Die Antwort des Vaters, deren Inhalt der Leser wohl ahnen wird, lautet wie folgt:


Salzburg, den 12. Februar 1778.


»Deinen Brief vom 4ten habe mit Verwunderung und Schrecken durchlesen. Ich fange auch an ihn heute den 11ten zu beantworten, indem ich die ganze Nacht nicht habe schlafen können, und so matt bin, daß ich ganz langsam Wort für Wort schreiben, und ihn nach und nach bis morgen zu Ende bringen muß. Ich war Gottlob jetzt immer wohl auf; allein dieser Brief an dem ich meinen Sohn an nichts anderm mehr erkenne als an dem Fehler, [8] daß er allen Leuten auf das erste Wort glaubt, sein zu gutes Herz durch Schmeicheleien und gute schöne Worte jedermann blosstellt, sich von jedem auf alle ihm gemachten Vorstellungen nach Belieben hin und herlenken läßt und durch Einfälle und grundlose nicht genug überlegte, in der Einbildung thunliche Aussichten sich dahin bringen läßt, dem Nutzen fremder Leute seinen eigenen Ruhm und Nutzen, und sogar den Nutzen und die seinen alten ehrlichen Eltern schuldige Hilfe aufzuopfern, dieser Brief hat mich um so mehr niedergeschlagen, als ich mir vernünftige Hoffnung machte, daß Dich einige Dir schon begegnete Umstände und meine hier mündlich und Dir schriftlich gemachte Erinnerungen hätten überzeugen sollen, daß man, um sein Glück sowohl, als auch sein nur gemeines Fortkommen in der Welt zu suchen, und unter der so verschiedenen Art guter, böser, glücklicher und unglücklicher Menschen endlich das gesuchte Ziel zu erreichen sein gutes Herz mit der größten Zurückhaltung verwahren, nichts ohne die größte Ueberlegung, unternehmen und sich von enthusiastischen Einbildungen und ohngefähren blinden Einfällen niemals hinreißen lassen müsse.
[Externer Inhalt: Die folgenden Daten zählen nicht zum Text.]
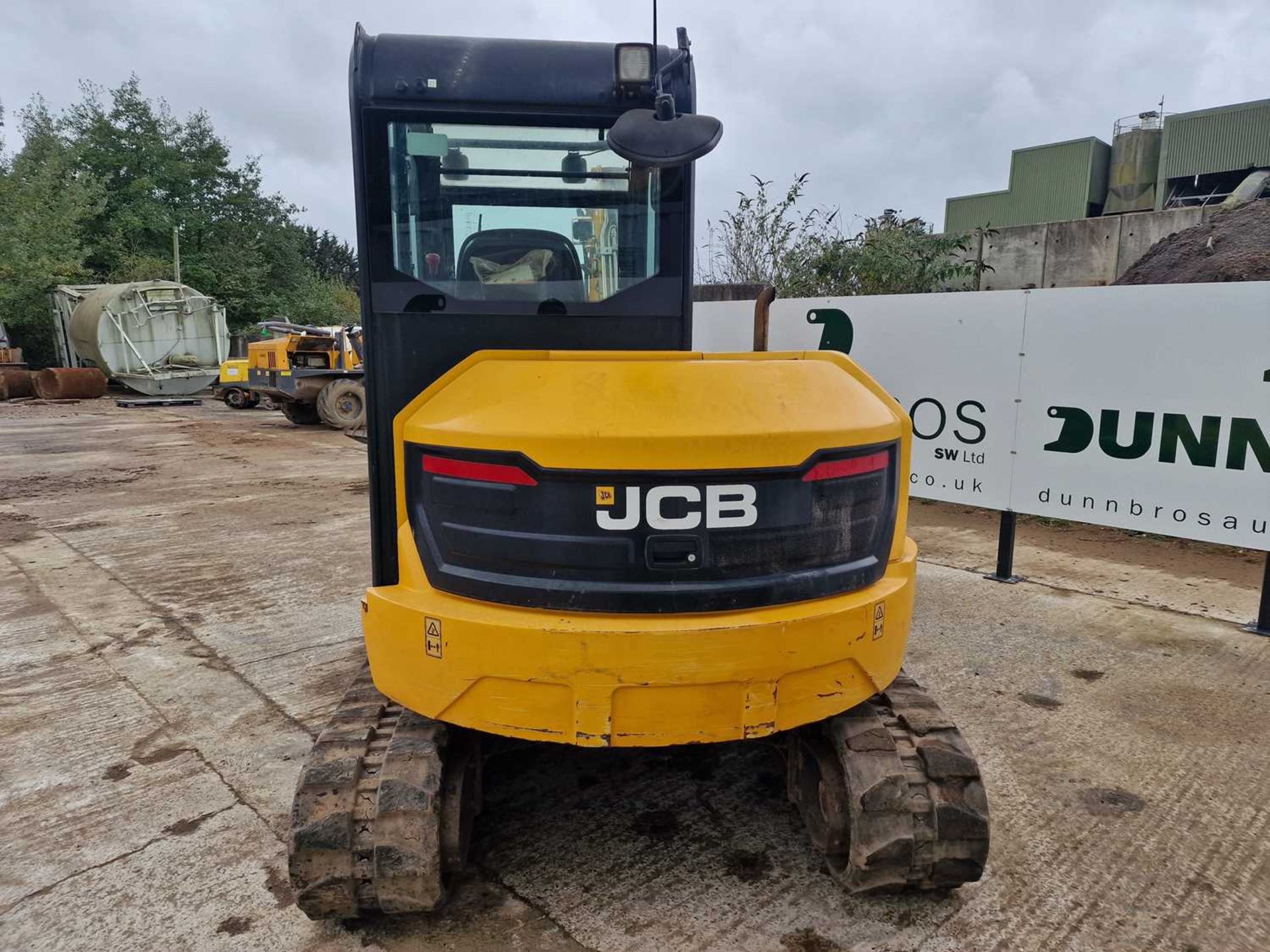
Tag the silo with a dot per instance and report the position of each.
(157, 337)
(1134, 164)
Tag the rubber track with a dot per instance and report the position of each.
(366, 818)
(919, 815)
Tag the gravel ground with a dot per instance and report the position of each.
(178, 612)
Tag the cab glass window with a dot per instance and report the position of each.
(508, 214)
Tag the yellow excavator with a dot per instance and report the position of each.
(582, 531)
(313, 375)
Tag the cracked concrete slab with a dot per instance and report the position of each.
(175, 626)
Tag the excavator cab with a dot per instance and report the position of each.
(583, 532)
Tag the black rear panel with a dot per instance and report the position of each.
(499, 528)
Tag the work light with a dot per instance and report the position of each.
(634, 63)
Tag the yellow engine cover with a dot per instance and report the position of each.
(629, 680)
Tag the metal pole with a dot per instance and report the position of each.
(1006, 551)
(1261, 626)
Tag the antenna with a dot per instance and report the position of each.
(654, 37)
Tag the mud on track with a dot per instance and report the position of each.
(178, 611)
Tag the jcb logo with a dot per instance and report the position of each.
(730, 507)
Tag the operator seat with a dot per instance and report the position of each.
(563, 278)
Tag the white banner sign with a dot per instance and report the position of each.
(1144, 408)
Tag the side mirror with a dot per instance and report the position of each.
(662, 139)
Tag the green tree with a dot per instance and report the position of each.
(46, 201)
(331, 258)
(803, 253)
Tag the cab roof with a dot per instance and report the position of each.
(394, 69)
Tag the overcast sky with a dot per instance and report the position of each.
(890, 103)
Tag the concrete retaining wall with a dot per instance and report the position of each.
(1078, 253)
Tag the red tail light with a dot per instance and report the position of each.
(851, 466)
(483, 473)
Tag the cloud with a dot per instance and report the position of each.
(897, 104)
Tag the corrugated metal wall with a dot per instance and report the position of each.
(1056, 182)
(1227, 139)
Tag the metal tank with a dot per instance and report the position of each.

Ich bitte Dich, mein lieber Sohn, lese diesen Brief mit Bedacht, nehme Dir die Zeit solchen mit Ueberlegung zu lesen – großer gütiger Gott die für mich vergnügten Augenblicke sind vorbey, wo Du als Kind und Knab nicht schlafen gingst, ohne auf dem Stuhl stehend, mir das oragnia figataxa vorzusingen, mich öfters und am Ende auf das Nasenspitzel zu küssen und mir zu sagen, daß, wenn ich alt seyn werde, Du mich in einem Kapsel, wo ein Glas vor, vor aller Luft bewahren wolltest, um mich immer bei Dir und in Ehren zu halten. Höre mich demnach mit Geduld«!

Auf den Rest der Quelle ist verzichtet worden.